While it might seem like madness, this logic is borne out by the plot of Stephan Collishaw’s novel, “The Last Girl,” which is, like the fiction of Elie Wiesel, a blend of realism and the surreal.
Collishaw’s style is classically excellent, a brilliant evocation of the world of reality centering on Vilnius, capital of Lithuania, in the mid-1990s. Steponas visits its ghetto, renovated to leave no trace of the Holocaust, and lingers at the dilapidated old Jewish school.
Steponas, now in his 70s, sees a chance for atonement when he meets Jolanta, the last girl he photographs, who reminds him of a Jewish woman he knew before the war. Jolanta entrusts him with a novel written by her abusive husband, hoping Steponas can help find a publisher.
After she leaves, Steponas looks over the book. One passage catches his eye:
“Morality: In some other world — some other landscape — that word might yet resonate with meaning. But here there is only the need to survive. I hold your letter as though it will anchor me, but outside I can hear the crackle of flames and the sound of crying and know that I am lost.”
The battle of morality versus survival is the central dilemma of “The Last Girl,” in which the crackle of flames and the sound of crying are recurrent images.
Steponas gets drunk, leaves the manuscript in the café, and makes desperate efforts to find it, paralleling his earlier search for Jolanta.
He is a Christian, like his laundress Svetlana, the novel’s other point-of-view character. Both live in squalor and drink to drown out the past — specifically, betrayals that delivered friends and relatives into the clutches of ruthless dictators.
Retrieving the manuscript forgotten by Steponas, she tries to return it, but — seeing it as negotiable for the money her older son needs to emigrate — hides it.
Meanwhile her alcoholic husband, a truly grotesque character, plots with a friend to extort money from Steponas for its return.
Steponas is finally able to write his own confession, surmounting a guilt-induced block.

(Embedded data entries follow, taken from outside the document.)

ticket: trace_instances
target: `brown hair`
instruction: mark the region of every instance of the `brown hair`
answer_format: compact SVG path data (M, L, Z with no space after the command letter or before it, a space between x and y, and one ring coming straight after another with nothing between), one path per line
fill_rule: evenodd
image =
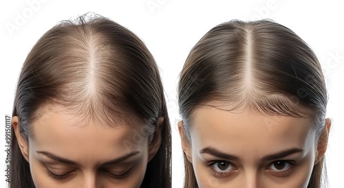
M50 103L106 125L140 119L151 130L150 141L163 117L162 143L141 187L171 187L171 129L162 84L152 55L133 32L89 14L47 32L28 54L16 91L12 116L19 117L26 141L32 136L30 124ZM12 137L10 187L34 187L13 128Z
M234 20L211 29L192 49L180 74L178 100L189 142L193 112L213 102L228 104L229 110L312 117L318 141L327 97L318 59L295 33L271 21ZM197 187L184 156L184 187ZM324 158L314 165L308 187L321 187L324 165Z

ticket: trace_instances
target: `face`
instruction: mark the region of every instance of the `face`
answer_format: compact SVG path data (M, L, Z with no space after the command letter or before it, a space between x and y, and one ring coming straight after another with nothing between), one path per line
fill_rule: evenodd
M80 124L57 110L32 123L28 152L22 150L36 187L140 187L152 153L142 126Z
M323 154L310 119L211 106L192 115L191 143L181 134L200 187L305 188Z

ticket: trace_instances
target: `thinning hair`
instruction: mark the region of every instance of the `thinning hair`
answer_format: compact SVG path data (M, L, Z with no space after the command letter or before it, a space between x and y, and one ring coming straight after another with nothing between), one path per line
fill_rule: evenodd
M28 54L16 91L12 116L19 117L26 141L34 136L32 123L50 104L103 126L139 120L149 127L150 141L163 117L162 143L142 187L171 187L171 130L162 84L153 56L133 32L92 14L47 32ZM12 130L10 187L34 187Z
M327 96L316 56L295 33L268 20L233 20L211 29L192 49L180 73L178 102L189 142L192 115L202 105L310 117L317 141ZM184 163L184 187L197 187L192 164L186 157ZM323 164L323 158L314 166L309 188L321 187Z

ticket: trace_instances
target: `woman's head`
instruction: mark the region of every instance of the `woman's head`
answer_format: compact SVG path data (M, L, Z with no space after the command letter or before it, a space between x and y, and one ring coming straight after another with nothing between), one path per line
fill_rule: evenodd
M83 16L41 38L22 67L12 124L11 187L171 187L158 67L109 19Z
M290 29L216 26L190 52L178 95L185 187L319 187L330 126L325 80Z

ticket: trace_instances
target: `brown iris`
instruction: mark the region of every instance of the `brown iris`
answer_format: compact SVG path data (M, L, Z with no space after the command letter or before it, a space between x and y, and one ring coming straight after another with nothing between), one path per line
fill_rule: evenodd
M217 163L217 167L221 170L226 170L229 167L229 163L226 161L222 161Z

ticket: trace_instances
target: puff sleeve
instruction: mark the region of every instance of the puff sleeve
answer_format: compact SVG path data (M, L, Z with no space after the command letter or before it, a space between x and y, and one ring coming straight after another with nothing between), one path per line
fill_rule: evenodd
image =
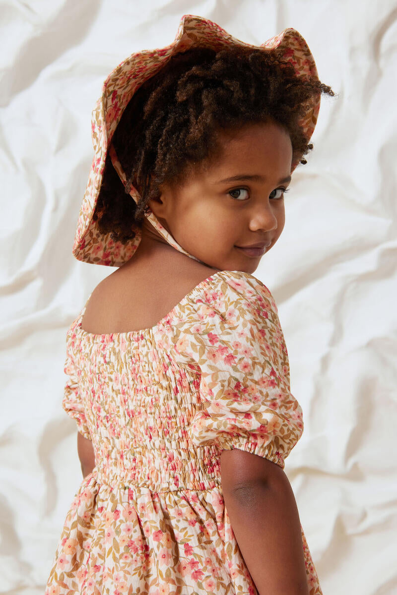
M85 438L91 440L89 429L82 398L82 394L77 382L77 375L73 358L73 327L68 331L66 340L66 359L64 371L67 376L62 400L62 406L66 413L74 419L77 425L77 430Z
M283 468L303 421L270 292L249 273L221 271L187 297L172 348L199 375L202 406L187 430L193 444L240 449Z

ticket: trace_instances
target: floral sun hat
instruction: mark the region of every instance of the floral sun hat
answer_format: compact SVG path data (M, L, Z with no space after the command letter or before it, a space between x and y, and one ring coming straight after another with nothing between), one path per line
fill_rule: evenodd
M283 49L284 60L292 64L298 76L318 79L314 60L307 43L295 29L285 29L260 46L255 46L240 41L212 21L191 14L185 14L182 17L175 39L170 45L157 49L143 50L127 58L108 76L104 83L102 95L92 111L92 136L95 152L87 188L80 209L72 249L77 260L92 264L120 267L133 256L140 242L141 229L133 223L132 227L135 233L135 237L121 243L114 242L110 233L101 233L98 221L92 218L104 180L105 161L108 154L126 186L126 175L111 145L111 139L123 111L133 94L146 80L155 74L171 56L179 52L192 46L205 46L219 51L225 47L236 45L253 49L262 49L266 52L276 48ZM319 93L315 99L308 102L305 114L299 122L308 142L315 126L320 102ZM298 162L292 164L292 171ZM137 203L140 197L132 186L129 193ZM171 246L198 261L177 243L149 207L145 212L145 217Z

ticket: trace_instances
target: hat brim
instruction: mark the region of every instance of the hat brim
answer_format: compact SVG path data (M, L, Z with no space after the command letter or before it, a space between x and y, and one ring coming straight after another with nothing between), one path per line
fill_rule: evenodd
M193 46L206 46L217 51L232 45L256 49L284 49L284 59L293 66L298 76L318 78L314 60L304 39L295 29L285 29L259 46L240 41L219 25L201 17L184 15L174 40L165 48L133 54L112 71L104 83L102 93L92 111L92 137L94 156L82 202L72 252L77 260L93 264L120 267L133 255L140 241L138 226L133 239L115 242L110 233L102 234L93 220L103 181L105 162L113 133L124 109L135 92L156 74L171 56ZM320 109L320 94L308 103L300 125L308 141ZM293 170L298 162L292 164Z

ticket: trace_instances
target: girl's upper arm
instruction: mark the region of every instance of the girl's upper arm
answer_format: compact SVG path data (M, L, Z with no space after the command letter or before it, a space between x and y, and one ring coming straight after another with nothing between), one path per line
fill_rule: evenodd
M77 453L82 468L93 469L95 466L95 455L91 440L77 432Z

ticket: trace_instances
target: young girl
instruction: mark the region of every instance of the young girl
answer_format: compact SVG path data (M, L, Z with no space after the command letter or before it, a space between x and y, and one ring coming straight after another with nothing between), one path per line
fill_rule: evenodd
M191 15L105 82L73 254L118 268L67 334L85 477L46 595L321 593L283 471L302 409L252 273L322 93L294 29L254 46Z

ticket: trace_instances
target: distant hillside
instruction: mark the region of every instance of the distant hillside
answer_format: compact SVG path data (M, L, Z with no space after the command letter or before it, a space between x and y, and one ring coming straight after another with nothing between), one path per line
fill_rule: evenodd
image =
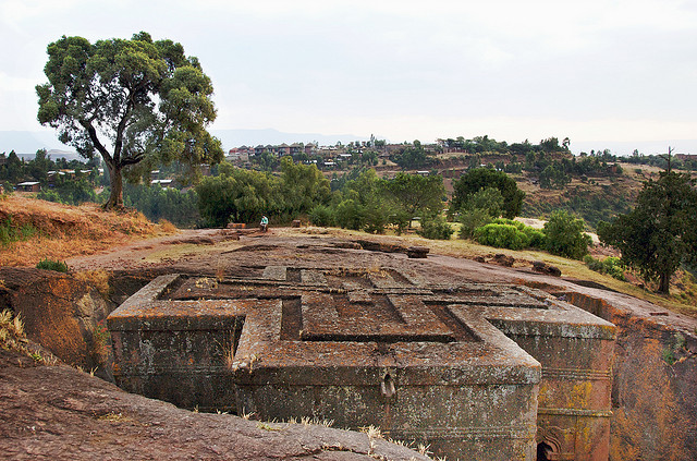
M225 150L239 146L257 146L259 144L278 145L291 143L319 143L320 145L335 145L352 141L369 141L369 137L353 134L321 134L321 133L283 133L273 129L265 130L211 130L211 134L222 142Z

It is then when the reader learns what prompts his searching.
The Jewish woman Jolanta reminds Steponas of is Rachael Mendle, a dark, beautiful, soulful girl he met and fell in love with shortly before the Nazi invasion. But their relationship ended when he unwittingly sparked a near-pogrom and flees to Wilno to attend its university.
When he met her, Rachael was engaged to a Jew; she couldn’t possibly marry a non-Jew, she explained to the wounded Steponas. But her fiance left to join a resistance movement, leaving Rachael and her child behind.
The fatherhood of that child is ambiguous. One suspects Steponas himself is the father, if the time scale is distorted to fit this interpretation. He and Rachael parted in 1938, the baby was born in 1940 and three years later she still seemed an infant.
Steponas’ guilt would have been all the heavier for the suspicion, even if unconscious, that the child he abandoned was his own.
“The Last Girl,” by Stephan Collishaw (320 pages, St. Martin’s Press, $24.95).